According to the public education organisation HIV cure which is run by the National Association of people living with HIV, research announcements about a supposed cure for the virus comes up now and then often touting other steps taken towards finding a cure.
The group added that the behind the scene stories of such announcements are often nothing like what is featured on the headlines as they are usually more complicated and science is not something that advances all of a sudden as a result of one giant step in the right direction.
While the outcome of the Gammora research is entirely laudable and encouraging, it just might take many years for the medication to be mass produced and made available to the general public. More reviews and trials will be done over time before the drug is finally certified for use by a broader population.
Since the emergence of HIV aids three and a half decades ago, it has remained one of the most modern and most devastating pandemics in recent history.
Recent significant advancements in the retroviral method of treatment have made people living with the HIV able to live both healthy and long lives as the retroviral drugs help to block the spread of the HIV through the body.
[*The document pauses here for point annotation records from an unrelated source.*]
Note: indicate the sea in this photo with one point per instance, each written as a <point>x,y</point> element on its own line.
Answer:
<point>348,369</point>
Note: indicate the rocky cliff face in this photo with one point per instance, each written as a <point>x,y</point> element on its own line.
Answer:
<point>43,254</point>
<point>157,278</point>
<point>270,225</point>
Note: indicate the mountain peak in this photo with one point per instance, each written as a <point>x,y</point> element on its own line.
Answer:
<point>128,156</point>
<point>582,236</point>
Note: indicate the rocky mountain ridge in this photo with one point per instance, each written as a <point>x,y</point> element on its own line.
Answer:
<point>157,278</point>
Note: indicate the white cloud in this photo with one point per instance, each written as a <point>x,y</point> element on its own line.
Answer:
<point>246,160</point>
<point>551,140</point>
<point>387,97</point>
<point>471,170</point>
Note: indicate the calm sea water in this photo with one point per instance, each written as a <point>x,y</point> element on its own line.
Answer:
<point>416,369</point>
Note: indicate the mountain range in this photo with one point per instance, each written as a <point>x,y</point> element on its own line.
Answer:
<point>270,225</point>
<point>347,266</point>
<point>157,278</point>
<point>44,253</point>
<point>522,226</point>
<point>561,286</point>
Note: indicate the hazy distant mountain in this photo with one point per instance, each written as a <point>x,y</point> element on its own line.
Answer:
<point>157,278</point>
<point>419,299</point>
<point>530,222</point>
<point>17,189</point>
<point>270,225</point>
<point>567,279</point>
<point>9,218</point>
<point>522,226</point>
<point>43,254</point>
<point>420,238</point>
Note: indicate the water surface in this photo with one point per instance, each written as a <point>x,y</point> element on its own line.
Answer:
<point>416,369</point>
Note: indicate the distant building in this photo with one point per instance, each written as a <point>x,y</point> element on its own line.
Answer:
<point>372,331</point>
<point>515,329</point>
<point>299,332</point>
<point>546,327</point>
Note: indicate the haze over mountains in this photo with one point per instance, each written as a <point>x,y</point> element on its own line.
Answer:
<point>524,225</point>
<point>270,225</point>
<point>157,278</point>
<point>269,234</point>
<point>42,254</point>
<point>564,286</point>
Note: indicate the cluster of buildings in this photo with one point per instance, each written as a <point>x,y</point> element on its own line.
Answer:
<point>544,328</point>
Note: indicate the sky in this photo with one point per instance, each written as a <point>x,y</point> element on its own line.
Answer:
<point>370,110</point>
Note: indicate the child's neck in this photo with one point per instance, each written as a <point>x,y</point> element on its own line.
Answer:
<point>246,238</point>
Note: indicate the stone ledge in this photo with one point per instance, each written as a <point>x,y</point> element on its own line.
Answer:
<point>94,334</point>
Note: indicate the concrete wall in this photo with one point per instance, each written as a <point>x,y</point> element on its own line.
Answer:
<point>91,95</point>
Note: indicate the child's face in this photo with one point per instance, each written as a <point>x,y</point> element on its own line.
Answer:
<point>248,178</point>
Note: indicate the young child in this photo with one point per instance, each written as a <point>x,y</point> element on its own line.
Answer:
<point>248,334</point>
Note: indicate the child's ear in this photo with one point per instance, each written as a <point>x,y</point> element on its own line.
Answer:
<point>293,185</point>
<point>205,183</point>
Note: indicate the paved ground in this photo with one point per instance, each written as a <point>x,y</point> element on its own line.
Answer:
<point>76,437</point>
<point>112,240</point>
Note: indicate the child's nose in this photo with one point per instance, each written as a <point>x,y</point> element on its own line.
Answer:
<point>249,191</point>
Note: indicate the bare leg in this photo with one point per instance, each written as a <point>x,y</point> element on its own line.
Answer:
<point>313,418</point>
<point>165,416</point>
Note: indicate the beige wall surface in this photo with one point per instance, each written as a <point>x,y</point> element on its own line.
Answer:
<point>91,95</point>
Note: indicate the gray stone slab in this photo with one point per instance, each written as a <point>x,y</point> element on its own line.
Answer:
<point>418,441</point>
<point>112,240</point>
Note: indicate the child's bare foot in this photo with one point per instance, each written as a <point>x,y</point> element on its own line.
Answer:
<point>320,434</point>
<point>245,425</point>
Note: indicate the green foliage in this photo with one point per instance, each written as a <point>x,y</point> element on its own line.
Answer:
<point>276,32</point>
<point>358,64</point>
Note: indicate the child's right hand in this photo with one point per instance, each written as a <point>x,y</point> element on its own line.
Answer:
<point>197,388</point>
With the use of retroviral treatment, many HIV patients have now had undetectable and almost untransmittable viral loads. Retroviral drugs coupled with the success of the drug called PrEP, which works to block the spread of the virus, has caused a significant drop in the rate of new infections in Australia.
Nevertheless, an estimated total of about 36 million people around the globe are living with HIV, and this has motivated researches to devote tie and finance for decades to find a cure. Since the outbreak of the HIV disease, an estimated 35 million people have lost their lives from it.
Gammora is not only targeted at helping to put a stop to HIV, but it also could be potentially considered as a treatment for certain types of cancer as researchers are hopeful that it will target cancerous cells and kill them while it leaves healthy cells unharmed.